The single layer perceptron (which we also called connectionist neuron) is indeed incapable of XOR-classification if we have a monotonic activation function because in that case the binary classification is one straight line or hyperplane separator in space (ternary would be two parallel hyperplanes, etc.), and the activation function is necessarily a heaviside function, an edge detector.
We did not formally define XOR classification but we considered it to be the capability of dividing space such that 4 disjoint subsets of space are assigned two classes, diagonal subsets belong to the same class. (It would make sense to define XOR as 4 quadrants in a 2D space.) Between every two subsets of the same class, there is one subset of the opposite class. When two same-class subsets are in one half then a third subset also will be in the half.
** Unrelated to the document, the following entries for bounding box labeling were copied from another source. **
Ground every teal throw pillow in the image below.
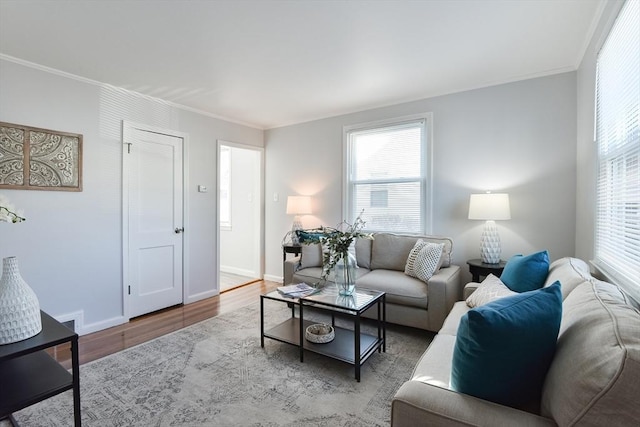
[451,281,562,407]
[500,251,549,292]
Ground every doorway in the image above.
[122,122,185,318]
[218,141,263,292]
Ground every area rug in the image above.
[7,301,433,427]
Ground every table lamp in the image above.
[469,193,511,264]
[287,196,311,245]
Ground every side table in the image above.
[467,258,507,282]
[0,311,82,427]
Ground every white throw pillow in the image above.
[404,239,427,277]
[404,239,444,282]
[466,274,518,308]
[413,242,444,282]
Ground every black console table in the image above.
[0,311,82,426]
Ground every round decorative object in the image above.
[304,323,336,344]
[0,257,42,344]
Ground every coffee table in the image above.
[260,285,386,382]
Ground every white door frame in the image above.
[122,120,191,320]
[215,139,265,293]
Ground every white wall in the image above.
[0,59,263,333]
[265,73,576,279]
[220,147,262,278]
[576,1,624,260]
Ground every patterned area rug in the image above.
[7,301,433,427]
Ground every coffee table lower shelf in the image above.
[264,317,383,365]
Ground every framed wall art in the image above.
[0,122,82,191]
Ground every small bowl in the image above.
[304,323,336,344]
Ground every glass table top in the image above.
[264,285,384,311]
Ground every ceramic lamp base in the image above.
[480,221,502,264]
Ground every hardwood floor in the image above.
[50,280,281,368]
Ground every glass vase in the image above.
[334,252,356,295]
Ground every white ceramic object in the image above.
[0,257,42,344]
[480,221,502,264]
[304,323,336,344]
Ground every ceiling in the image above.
[0,0,604,129]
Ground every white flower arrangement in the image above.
[0,194,27,222]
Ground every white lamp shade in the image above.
[469,193,511,221]
[287,196,311,215]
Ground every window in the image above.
[344,115,431,233]
[594,1,640,297]
[220,146,231,230]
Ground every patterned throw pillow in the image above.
[404,240,444,282]
[467,274,517,308]
[404,239,428,277]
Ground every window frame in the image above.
[342,113,433,235]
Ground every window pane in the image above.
[351,126,422,181]
[352,182,423,233]
[595,1,640,297]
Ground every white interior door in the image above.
[123,128,184,317]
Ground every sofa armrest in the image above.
[462,282,480,300]
[283,255,300,285]
[427,265,461,331]
[391,381,556,427]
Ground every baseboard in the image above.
[220,265,259,278]
[184,289,220,304]
[264,274,284,283]
[76,316,129,336]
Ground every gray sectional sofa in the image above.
[392,258,640,427]
[284,233,462,332]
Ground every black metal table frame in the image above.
[0,311,82,427]
[260,292,386,382]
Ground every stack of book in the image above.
[278,283,320,298]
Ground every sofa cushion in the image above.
[466,274,517,308]
[438,301,471,338]
[411,334,456,388]
[451,283,562,407]
[356,269,427,309]
[370,233,453,271]
[500,251,549,292]
[541,279,640,426]
[544,257,592,300]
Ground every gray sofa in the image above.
[392,258,640,427]
[284,233,462,332]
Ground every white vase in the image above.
[0,257,42,344]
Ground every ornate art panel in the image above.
[0,122,82,191]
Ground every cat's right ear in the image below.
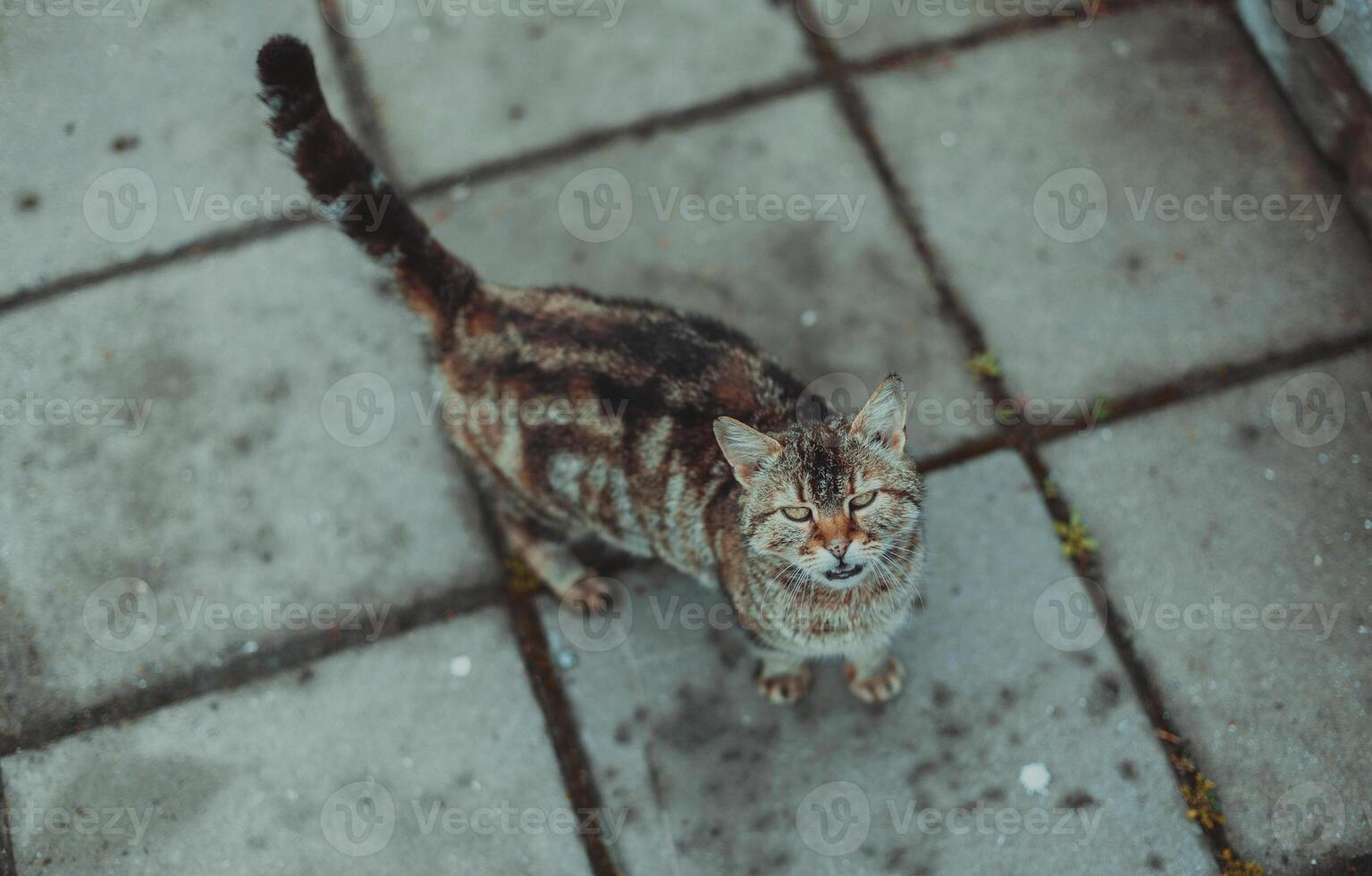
[715,416,780,487]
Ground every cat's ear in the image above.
[851,375,910,453]
[715,416,780,486]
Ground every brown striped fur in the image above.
[258,37,923,702]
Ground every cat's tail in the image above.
[258,36,477,327]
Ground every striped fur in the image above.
[258,37,923,702]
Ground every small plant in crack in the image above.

We need at least a second linear classifier in addition to separate both classes in each half.
By the way, modulo is not a binary classifier and therefore cannot be considered to be an XOR or other binary classification. Binary classifiers produce binary output for real-valued input vectors and "mod x" certainly has a ~~domain~~ real-valued range (thanks to John Madden for the correction) from 0 (inclusive) to "x" (exclusive).